AT&T's Ralph de la Vega said he is not concerned about the decline in the number of the carrier's postpaid phone customers because of the growth of AT&T's (NYSE: T) Cricket prepaid wireless business. And he said that AT&T has a significant cross-selling opportunity following its acquisition of pay-TV company DirecTV.
"It's a really great position that I feel we're in," said de la Vega in comments at the 44th Annual J.P. Morgan Conference. De la Vega is vice chairman of AT&T and CEO of the operator's Business Solutions & International division, a position he gained in February. De la Vega previously was the head of AT&T's wireless business before being promoted to president and CEO of AT&T Mobile and Business Solutions in 2014.
"We have the best base of wireless customers in the industry," de la Vega said, explaining that AT&T continues to maintain a solid base of iPhone customers because the carrier was the exclusive provider for the iPhone for years before the rest of the nation's wireless carriers began selling the device.

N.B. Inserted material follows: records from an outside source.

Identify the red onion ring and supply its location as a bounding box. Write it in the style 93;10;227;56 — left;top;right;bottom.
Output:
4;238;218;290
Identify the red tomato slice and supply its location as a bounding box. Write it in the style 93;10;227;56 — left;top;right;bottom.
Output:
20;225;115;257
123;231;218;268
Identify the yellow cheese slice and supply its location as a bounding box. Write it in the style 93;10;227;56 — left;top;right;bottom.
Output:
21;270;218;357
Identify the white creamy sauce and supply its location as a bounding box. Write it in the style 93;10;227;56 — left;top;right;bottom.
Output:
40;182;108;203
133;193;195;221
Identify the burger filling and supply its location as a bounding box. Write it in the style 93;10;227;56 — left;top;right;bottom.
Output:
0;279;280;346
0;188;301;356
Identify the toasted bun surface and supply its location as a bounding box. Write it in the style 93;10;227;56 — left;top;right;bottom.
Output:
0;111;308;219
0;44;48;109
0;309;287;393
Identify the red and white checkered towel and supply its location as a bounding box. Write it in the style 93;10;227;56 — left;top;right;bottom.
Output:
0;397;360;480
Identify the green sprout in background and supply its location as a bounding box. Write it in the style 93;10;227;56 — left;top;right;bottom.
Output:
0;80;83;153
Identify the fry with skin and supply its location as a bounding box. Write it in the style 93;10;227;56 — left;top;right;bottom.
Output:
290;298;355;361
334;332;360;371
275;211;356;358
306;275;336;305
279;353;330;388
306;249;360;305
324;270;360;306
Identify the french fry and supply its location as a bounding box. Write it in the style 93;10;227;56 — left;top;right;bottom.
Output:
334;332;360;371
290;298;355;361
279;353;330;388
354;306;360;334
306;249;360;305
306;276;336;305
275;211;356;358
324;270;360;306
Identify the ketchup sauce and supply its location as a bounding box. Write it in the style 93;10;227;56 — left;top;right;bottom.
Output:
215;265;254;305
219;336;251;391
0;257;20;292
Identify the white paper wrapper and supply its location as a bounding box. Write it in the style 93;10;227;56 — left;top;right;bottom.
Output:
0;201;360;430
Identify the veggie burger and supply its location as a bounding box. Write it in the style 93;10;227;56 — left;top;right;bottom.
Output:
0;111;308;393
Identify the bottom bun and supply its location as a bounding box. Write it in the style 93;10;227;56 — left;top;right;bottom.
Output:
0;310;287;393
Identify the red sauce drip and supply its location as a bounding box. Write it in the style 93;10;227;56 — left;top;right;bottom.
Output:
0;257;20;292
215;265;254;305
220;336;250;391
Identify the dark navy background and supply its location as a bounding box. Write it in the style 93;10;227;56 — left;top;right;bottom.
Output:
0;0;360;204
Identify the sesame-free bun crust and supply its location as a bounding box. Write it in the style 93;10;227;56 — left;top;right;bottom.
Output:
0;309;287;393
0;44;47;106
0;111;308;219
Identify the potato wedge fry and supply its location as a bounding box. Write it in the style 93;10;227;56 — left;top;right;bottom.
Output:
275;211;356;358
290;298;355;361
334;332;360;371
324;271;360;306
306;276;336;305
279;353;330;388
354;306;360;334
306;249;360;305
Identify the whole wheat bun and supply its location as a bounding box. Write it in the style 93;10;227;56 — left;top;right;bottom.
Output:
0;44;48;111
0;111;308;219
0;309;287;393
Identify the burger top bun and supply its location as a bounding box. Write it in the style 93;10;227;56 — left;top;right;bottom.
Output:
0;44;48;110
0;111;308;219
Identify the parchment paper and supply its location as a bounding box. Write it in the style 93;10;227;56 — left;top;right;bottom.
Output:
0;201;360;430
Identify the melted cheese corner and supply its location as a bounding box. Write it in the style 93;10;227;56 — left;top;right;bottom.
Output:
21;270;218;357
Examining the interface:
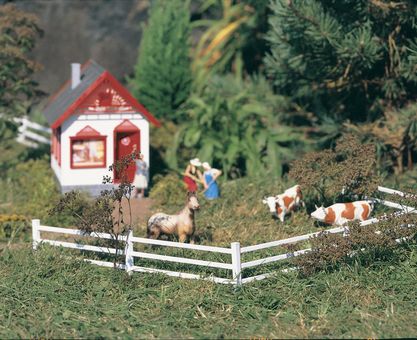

When questioned about AT&T's ongoing postpaid customer losses, de la Vega said that those shortfalls are being countered by the success of AT&T's Cricket prepaid brand. De la Vega said that the average revenue per user of the carrier's departing feature phone customers is roughly $35 per month, but the ARPU of the carrier's Cricket users now hovers around $41.
"If you ask us, I really like the 41 for 35 tradeoff," de la Vega said, adding that AT&T has been growing its Cricket customer base by roughly 500,000 customers per quarter.
In the first quarter, AT&T lost 215,000 branded postpaid phone subscribers, but managed to record a notable increase in margins in its consumer wireless business. Overall AT&T reported 2.3 million net adds in the quarter, driven by connected devices, prepaid phones and its expansion in Mexico.
Aside from the carrier's postpaid business, de la Vega also said that AT&T has a major opportunity to grow its customer base by selling additional services to existing customers.
"I think we have the greatest cross-sell opportunity that any company has ever had because of the number of customers that have one of our services as AT&T but not two or three," he said, pointing out that fully 15 million of AT&T's newly acquired DirecTV customers don't subscribe to the carrier's wireless service. "I think there's a great opportunity for us to cross sell those products."
"All the research that we have done says that when you deliver multiple services to customers that gives them a 'wow' experience, the churn is better and the revenues are higher," de la Vega said.
Further, de la Vega said AT&T counts 20 million wireless customers who don't subscribe to the carrier's DirecTV service. "That's what we have our eyes set on," he said, adding that the carrier regularly communicates with those customers and can work to sign them up for additional AT&T services. "It's a huge cross-sell opportunity."
AT&T has already worked to spark that cross-selling push by offering unlimited data service only to its wireless customers who also sign up for DirecTV. That promotion appears to be a success; in the first quarter AT&T said it counted 3 million customers that had signed up to that unlimited data offering.
"What we have seen with our own U-verse products [in terms of cross selling] verifies what I'm telling you," de la Vega added.